Why Think About Your Learning?
Your capacity to learn can be improved by:
• being motivated
• having a clear purpose
• analysing how you do things
• being willing to try new things
• recognising what works best for you.
If you take some time to think through how you as an individual learn effectively, you’ll find that:
• studying will be more enjoyable
• it will be easier to understand course material
• You’ll tend to remember course themes, concepts or techniques, which will help when you come to write assignments or prepare for exams.
Finding out about how you learn can help you to develop study techniques that suit your needs and the task at hand. Improving your study strategies will save you time, lighten your workload and help to improve the quality of your work.
Spend a bit of time taking stock while you’re studying. You’ll be able to recognise and build on your strengths and make sensible decisions about how to deal with problems. Learning from feedback on your course assignments, reflecting and being prepared to try new things are important aspects of being an independent and effective learner.
It is also important to keep in mind two things about learning.
• There is no single method of learning that guarantees success. How you learn best depends on many different factors, and you need to find out which approaches to learning and study techniques work well for you – this also depends on the situation or task at hand.
• Although we all differ in the way we learn, there are key approaches and methods that tend to be effective for many of us (e.g. active reading and being creative in taking notes).
Although there are approaches to learning that seem to work well for a range of study activities, you’ll find that particular subjects do require the development of particular learning skills. For example, you can try to learn computer programming by reading about it (there are books on computer languages), but it is easier and more appropriate to learn by actually programming and writing computer programs.
Disciplines or subjects such as history, business studies or biology have particular research traditions, academic practices and conventions. This means that you’ll find generic ways of learning and studying that are valuable, but if you’re taking a particular programme, or specialising in a subject area you’ll become increasingly familiar with the practices of the discipline and the study approaches that are required. For example, psychology students have to become well-versed in research methods that are used in psychology. If a student writes up say, an experimental report for their psychology course, they need to adhere to the guidelines for report writing, which relate to the accepted practices of reporting research studies in the field.

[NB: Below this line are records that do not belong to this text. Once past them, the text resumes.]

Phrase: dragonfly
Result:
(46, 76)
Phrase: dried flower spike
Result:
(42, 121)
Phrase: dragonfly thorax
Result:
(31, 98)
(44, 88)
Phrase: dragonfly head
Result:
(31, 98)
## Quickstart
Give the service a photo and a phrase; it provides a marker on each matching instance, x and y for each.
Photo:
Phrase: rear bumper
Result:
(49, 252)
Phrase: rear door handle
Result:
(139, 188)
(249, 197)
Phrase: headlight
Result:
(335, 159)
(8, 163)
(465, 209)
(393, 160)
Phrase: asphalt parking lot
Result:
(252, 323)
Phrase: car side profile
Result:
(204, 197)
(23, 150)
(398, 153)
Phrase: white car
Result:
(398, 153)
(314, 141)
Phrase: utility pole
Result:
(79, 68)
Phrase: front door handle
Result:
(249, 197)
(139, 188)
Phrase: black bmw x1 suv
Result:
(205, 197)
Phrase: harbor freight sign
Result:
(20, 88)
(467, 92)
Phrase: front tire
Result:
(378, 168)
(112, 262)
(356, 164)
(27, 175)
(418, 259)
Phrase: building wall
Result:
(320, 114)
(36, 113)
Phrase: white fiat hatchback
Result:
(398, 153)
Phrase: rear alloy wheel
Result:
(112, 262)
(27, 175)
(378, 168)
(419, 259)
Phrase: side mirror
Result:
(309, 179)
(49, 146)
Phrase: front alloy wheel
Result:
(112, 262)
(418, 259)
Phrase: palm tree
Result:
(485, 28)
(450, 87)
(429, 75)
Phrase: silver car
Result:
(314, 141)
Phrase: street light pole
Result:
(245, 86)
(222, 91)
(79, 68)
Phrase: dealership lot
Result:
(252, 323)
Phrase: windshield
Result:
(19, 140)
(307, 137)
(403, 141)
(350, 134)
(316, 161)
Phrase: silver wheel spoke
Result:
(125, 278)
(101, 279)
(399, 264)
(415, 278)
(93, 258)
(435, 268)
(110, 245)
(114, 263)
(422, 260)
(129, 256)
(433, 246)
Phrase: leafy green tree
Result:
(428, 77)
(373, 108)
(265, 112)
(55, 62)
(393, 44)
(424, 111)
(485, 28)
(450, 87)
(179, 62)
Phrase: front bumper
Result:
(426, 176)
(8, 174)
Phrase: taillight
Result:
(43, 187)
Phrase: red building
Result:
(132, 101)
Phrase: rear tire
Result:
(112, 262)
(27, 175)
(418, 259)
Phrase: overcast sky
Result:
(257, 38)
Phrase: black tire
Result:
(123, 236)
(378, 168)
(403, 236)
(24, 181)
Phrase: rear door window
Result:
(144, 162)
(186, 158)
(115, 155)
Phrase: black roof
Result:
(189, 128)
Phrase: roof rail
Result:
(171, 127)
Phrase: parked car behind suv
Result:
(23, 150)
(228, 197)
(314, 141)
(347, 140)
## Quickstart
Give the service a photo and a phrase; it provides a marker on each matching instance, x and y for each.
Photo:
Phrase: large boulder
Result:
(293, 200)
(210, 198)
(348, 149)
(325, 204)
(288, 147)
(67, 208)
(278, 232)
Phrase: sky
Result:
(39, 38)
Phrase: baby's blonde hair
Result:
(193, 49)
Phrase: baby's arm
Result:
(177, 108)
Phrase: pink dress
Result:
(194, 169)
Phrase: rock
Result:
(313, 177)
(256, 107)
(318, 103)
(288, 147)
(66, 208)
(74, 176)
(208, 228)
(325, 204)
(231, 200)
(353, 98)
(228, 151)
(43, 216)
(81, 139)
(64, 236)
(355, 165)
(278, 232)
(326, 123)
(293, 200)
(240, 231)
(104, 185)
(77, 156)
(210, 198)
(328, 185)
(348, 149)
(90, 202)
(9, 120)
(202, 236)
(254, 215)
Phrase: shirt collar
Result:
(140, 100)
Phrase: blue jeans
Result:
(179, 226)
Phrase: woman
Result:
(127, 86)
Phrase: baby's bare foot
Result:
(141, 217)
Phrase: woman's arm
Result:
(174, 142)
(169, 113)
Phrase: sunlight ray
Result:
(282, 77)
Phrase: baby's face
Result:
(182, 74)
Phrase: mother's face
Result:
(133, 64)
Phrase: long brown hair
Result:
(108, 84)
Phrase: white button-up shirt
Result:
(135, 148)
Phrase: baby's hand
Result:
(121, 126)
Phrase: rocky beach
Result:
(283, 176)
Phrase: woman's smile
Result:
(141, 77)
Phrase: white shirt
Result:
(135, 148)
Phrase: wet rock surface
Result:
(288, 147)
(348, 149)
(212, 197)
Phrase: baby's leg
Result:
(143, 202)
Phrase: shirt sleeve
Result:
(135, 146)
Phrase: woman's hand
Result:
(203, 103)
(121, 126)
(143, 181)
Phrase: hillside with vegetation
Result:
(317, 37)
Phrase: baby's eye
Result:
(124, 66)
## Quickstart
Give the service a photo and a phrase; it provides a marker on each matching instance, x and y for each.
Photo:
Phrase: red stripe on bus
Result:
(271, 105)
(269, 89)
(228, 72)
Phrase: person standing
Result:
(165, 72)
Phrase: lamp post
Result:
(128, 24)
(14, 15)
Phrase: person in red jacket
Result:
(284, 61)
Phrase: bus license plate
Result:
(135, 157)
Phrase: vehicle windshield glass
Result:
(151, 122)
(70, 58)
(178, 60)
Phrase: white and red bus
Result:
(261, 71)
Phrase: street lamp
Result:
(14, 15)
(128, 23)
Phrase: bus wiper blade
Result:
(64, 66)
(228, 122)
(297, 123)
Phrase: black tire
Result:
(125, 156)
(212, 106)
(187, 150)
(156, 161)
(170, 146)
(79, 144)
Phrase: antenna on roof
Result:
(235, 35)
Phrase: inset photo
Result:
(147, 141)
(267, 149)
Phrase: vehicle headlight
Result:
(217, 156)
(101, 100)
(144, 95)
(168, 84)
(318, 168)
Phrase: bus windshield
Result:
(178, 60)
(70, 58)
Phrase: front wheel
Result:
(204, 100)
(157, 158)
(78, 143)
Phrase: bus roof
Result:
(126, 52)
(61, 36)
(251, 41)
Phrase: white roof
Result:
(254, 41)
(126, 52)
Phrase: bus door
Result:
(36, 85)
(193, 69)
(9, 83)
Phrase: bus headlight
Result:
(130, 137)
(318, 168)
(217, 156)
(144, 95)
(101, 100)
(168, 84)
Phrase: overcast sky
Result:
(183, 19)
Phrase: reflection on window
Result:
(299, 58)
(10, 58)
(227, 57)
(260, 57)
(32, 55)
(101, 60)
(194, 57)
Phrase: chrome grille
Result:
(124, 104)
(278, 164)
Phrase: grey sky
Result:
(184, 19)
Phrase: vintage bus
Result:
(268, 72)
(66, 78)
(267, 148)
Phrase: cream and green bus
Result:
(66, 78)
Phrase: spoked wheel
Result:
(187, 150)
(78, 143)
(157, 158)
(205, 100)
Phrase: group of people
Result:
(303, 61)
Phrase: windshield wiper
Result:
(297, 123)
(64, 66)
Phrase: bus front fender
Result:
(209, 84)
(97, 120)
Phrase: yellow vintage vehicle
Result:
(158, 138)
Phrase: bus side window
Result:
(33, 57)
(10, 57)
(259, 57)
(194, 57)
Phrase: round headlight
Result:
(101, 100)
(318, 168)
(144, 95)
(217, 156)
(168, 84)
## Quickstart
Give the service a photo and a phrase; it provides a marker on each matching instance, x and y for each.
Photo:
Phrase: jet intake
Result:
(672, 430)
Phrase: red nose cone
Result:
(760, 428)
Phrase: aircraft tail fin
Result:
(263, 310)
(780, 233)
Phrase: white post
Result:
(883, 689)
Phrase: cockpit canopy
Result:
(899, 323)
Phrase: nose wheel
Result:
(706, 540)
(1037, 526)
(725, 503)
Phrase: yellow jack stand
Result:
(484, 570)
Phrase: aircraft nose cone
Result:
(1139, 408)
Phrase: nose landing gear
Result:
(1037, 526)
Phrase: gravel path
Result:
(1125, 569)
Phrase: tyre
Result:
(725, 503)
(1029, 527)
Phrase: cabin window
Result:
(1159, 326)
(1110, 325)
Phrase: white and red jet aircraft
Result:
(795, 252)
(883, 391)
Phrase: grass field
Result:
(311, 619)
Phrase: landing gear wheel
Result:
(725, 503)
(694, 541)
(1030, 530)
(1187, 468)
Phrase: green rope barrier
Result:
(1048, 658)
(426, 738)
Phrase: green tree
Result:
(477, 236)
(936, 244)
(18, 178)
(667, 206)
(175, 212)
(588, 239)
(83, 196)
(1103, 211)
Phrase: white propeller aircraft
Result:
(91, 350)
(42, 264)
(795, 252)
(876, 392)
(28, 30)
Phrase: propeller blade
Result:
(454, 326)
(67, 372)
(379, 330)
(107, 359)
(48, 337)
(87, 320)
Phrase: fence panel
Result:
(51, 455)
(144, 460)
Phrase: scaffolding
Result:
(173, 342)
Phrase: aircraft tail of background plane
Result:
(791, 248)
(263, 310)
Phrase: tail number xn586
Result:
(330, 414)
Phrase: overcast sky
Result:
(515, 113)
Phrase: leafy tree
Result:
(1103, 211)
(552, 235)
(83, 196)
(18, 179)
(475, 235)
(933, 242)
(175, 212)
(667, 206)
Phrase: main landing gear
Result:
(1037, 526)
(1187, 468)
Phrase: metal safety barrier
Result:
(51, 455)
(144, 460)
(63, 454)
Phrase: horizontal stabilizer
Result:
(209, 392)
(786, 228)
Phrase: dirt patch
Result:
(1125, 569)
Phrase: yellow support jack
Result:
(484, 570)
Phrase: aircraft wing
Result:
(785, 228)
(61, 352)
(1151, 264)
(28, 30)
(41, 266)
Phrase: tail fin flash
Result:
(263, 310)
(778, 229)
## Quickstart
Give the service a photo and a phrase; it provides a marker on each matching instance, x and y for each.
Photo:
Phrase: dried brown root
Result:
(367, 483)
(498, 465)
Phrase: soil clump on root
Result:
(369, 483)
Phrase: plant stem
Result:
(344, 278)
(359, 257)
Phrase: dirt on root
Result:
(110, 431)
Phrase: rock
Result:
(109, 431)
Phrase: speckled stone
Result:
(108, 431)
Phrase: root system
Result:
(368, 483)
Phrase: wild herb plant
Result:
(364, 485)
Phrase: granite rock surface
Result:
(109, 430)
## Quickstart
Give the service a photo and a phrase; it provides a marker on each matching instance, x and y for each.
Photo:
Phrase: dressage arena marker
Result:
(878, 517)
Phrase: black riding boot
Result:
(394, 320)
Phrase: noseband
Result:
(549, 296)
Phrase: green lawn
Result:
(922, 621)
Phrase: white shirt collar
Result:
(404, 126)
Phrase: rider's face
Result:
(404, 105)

If you move between different subject areas (from say, art history to a science course) then you’ll need to recognise that the established practices of the discipline will feel rather unfamiliar. You’ll need to give yourself time to develop the particular skills that a new subject requires. For example, in taking science courses you’ll need to become familiar with interpreting complex graphs – a skill that is not likely to be needed in arts-based disciplines.
Your course guide or materials include learning outcomes that outline the key intellectual, practical and professional skills you should gain on the course.
These skills are usually categorised into four groups.
• Knowledge and understanding. Gaining specific knowledge related to a particular subject (e.g. facts and concepts in scientific areas).
• Cognitive skills. Thinking skills, such as problem solving and analysis.
• Practical and professional skills. Skills related to a vocational area (e.g. web design or lesson planning).
• Key skills. Skills gained as a result of study, such as communication skills and time management.
These can help you to be clear about what you’ll be learning on a course, and the kinds of skills that you’ll develop.
Your Learning History
There are key factors that are likely to affect you as a learner and your approach to learning and studying. These include:
• your experiences as a learner, both in formal settings (e.g. at school) and informally, through unstructured or unexpected learning experiences (e.g. learning at a museum)
• your motivations (such as the reasons why you are taking a particular course of study)
• your feelings or emotions, which can relate to your previous experiences of learning
• your existing strengths, preferences, habits or skills.
These factors can influence how you experience and engage with your current study, and have implications for the study techniques that you tend to use (which may or may not be effective).